Brazil FIFA protest 3.27.1_web.jpg

Brazil’s World Cup Is No Carnival

Bennett Baumer Jun 12, 2014

Brazil’s Dance with the Devil: The World Cup, the Olympics, and the Fight for Democracy
By Dave Zirin
Haymarket Books 2014

Sports reporting has morphed into shoutfests with your morning radio zoo crew hosts Buzzard and Numbnut opining that the coach should get fired and that first-time-long-time caller Joey in Queens doesn’t know what he’s talking about. ESPN’s SportsCenter drones on endlessly in bars with too many TVs and the local paper quotes some athlete cliché repeated a million times before. Nonetheless, when you turn down the volume, sports journalism can elevate athletics as a mirror of society and tell us about the world. 

People in the United States are familiar with this story: your hometown pro-sports team might leave if they do not get a package of tax benefits and giveaways to build a new stadium. Your favorite team paints PR gloss about all the jobs created, convention crowds and housing for what amounts to a colossal shell surrounded by a sea of parking lots that sits empty most of the year. Taxpayers foot the bill and the team stays put to antagonize you with their mediocre play until you call in to the radio show demanding the coach gets fired. 

But what happens when an entire country goes on a stadium-building binge?
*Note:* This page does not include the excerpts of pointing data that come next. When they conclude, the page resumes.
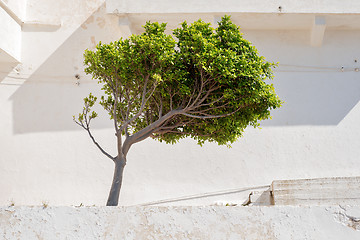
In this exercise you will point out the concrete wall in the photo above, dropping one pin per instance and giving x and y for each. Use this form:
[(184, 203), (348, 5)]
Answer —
[(44, 156), (218, 223), (229, 6), (10, 40)]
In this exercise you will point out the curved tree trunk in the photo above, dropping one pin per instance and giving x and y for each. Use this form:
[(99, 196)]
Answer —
[(113, 199)]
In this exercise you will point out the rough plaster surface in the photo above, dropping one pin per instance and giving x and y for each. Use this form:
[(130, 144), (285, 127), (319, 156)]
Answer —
[(287, 223), (44, 156)]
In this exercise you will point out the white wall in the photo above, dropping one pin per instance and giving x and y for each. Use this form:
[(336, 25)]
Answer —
[(10, 40), (218, 223), (44, 156)]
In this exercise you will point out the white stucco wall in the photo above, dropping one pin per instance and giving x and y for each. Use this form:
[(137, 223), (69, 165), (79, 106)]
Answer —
[(10, 40), (272, 223), (228, 6), (44, 156)]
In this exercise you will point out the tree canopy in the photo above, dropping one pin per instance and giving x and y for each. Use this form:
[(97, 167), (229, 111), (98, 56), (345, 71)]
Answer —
[(204, 83)]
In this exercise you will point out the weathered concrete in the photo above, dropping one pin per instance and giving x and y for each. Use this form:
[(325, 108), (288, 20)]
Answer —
[(320, 191), (283, 223)]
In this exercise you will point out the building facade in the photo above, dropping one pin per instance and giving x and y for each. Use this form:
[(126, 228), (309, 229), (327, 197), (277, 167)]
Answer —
[(46, 157)]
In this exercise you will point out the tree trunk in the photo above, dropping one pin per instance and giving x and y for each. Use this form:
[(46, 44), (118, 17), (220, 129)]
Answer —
[(117, 180)]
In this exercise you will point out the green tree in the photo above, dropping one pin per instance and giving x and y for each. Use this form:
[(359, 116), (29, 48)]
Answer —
[(208, 84)]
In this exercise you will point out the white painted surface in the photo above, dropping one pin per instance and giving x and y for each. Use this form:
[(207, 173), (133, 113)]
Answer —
[(229, 6), (211, 223), (10, 38), (44, 156), (321, 191)]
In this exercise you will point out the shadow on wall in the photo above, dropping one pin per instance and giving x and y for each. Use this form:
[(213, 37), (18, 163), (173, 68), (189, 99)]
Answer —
[(52, 94), (315, 98), (50, 97)]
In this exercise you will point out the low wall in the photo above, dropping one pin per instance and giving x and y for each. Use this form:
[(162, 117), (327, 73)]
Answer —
[(210, 222)]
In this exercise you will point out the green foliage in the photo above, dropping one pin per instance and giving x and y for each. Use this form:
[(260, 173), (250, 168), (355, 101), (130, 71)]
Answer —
[(208, 84)]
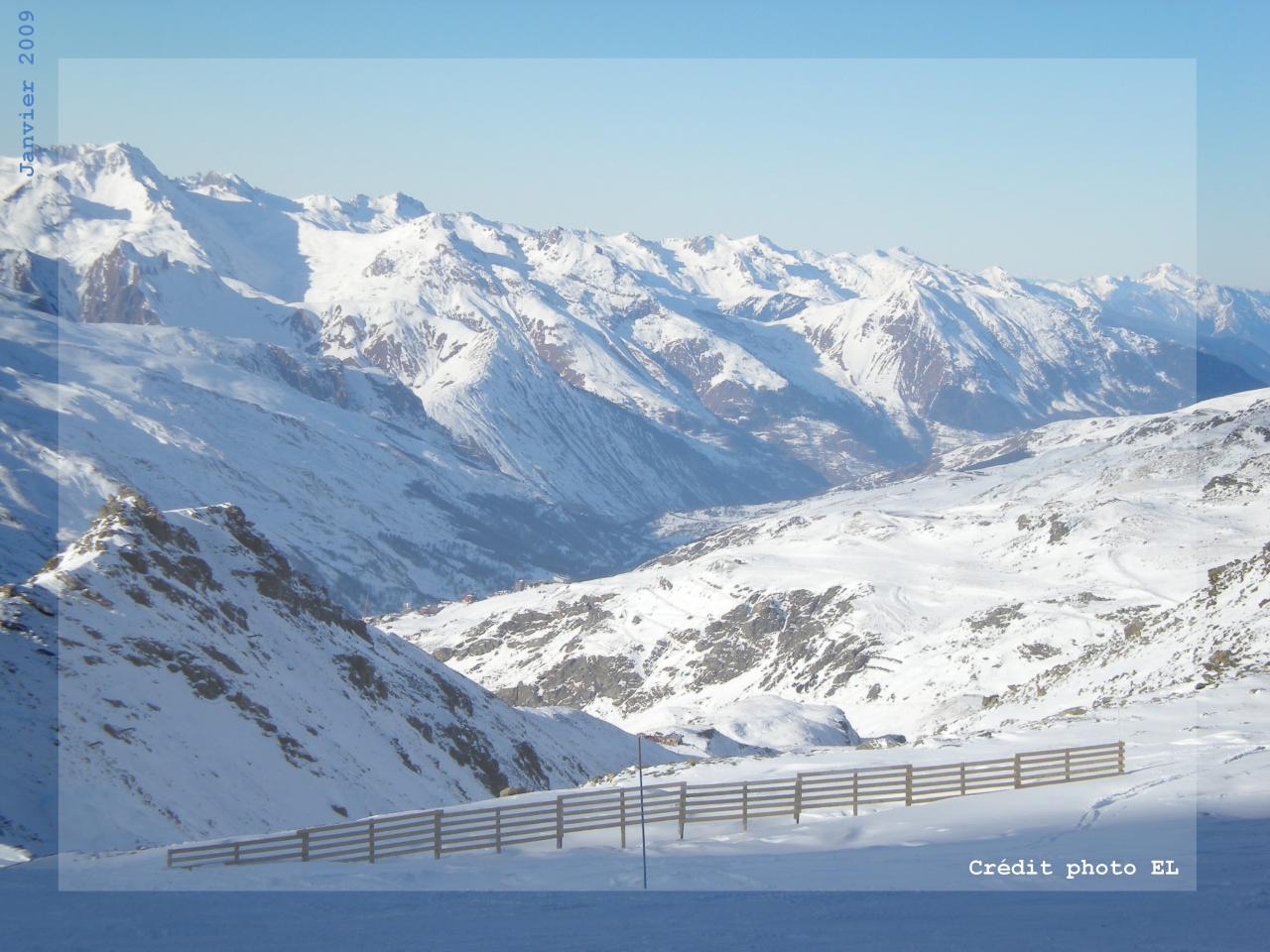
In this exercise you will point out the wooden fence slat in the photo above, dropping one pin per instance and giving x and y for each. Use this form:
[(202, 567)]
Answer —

In Brazil’s Dance with the Devil, American sportswriter Dave Zirin visits Brazil, host of this year’s soccer World Cup and the 2016 summer Olympics, and writes of mass discontent. The key villains are FIFA, the notoriously corrupt world soccer federation, and the International Olympic Committee aided by Brazil’s ruling Workers’ Party. The Brazilian government is spending tens of billions of dollars in public funds and gives carte blanche for mega-project developers to raze entire communities. This is money not spent on education, health care and housing. Zirin gets his boots on the ground and talks to the people standing in the way of Brazil’s stadium push.

The author of four previous books on the intersection of sports and social conflict, Zirin is an ardent sports fan. But, he doesn’t buy for a moment that sports is apolitical or should be divorced from the larger society from which it springs. In Dance with the Devil, he interviews residents of Rio de Janeiro favela Vila Autodromo, which sits on prime real estate land next to the 2016 Olympic Park. Threatened with having their community leveled, residents formed a community association to resist the wrecking ball and have thus far successfully fought the mayor, though many favela residents took buyouts or moved into a new housing complex. Their resistance combined lawsuits, activism and a knack for catching the eye of the media. 

“Even with TV cameras and media, it doesn’t mean that city officials wouldn’t be violent with us,” Vila Autodromo resident Jane Nascimento told Zirin. “The evicted communities are often evicted with tear gas while TV cameras are rolling.”

A mural by Brazilian artist Paulo Ito on the doors of a schoolhouse in São Paulo, Brazil. The image went viral on social media. Photo: Paulo Ito/Flickr


Zirin posits that to understand futebol (“foo-chee-bowl”) is to understand Brazil. He provides a concise history of a country that has known slavery (which was not abolished until 1888) and military dictatorship as well a record five World Cup championships. However, Dance with the Devil is not a textbook. It’s ultimately a tale of the choices that sports forces both athletes and the larger society to make.

Zirin’s heroes are athletes like Muhammad Ali, Billie Jean King and Olympians Tommie Smith and John Carlos, who combined great athletic achievement with the courage to use their rare and exalted position in society to speak out against injustice. His villains are jocks like Michael Jordan who think only of turning their fame into million-dollar endorsement deals. In this book Zirin contrasts Brazilian soccer stars Garrincha and Pelé (the first athlete to copyright his name) as symbolic of the tension between “the people” and neoliberalism’s emphasis on wealth and status. 

“Becoming an international icon was very profitable for Pelé,” Zirin notes, “but it also had the effect of distancing him from Brazil’s masses. If he belonged to international commercialism, then he could never really belong to them.” In 2009 Pelé took center stage with then-Brazilian President Lula da Silva to announce that Brazil had won the right to host the 2016 Olympic Games. He has also served as a leading ambassador for this year’s World Cup.

In 2013 protests swept Brazil and raged against out-of-control World Cup and Olympic spending but also echoed grievances concerning government graft, racial and economic inequality and middle-class worries about the cost of living. Dance with the Devil does not cover these protests in detail, though the upheaval rattled Brazil’s government. World Cup-related protests and strikes erupted again in May and could overshadow this year’s games, which are slated to run from June 12 to July 13. To understand why, there’s no better place to start than Zirin’s book.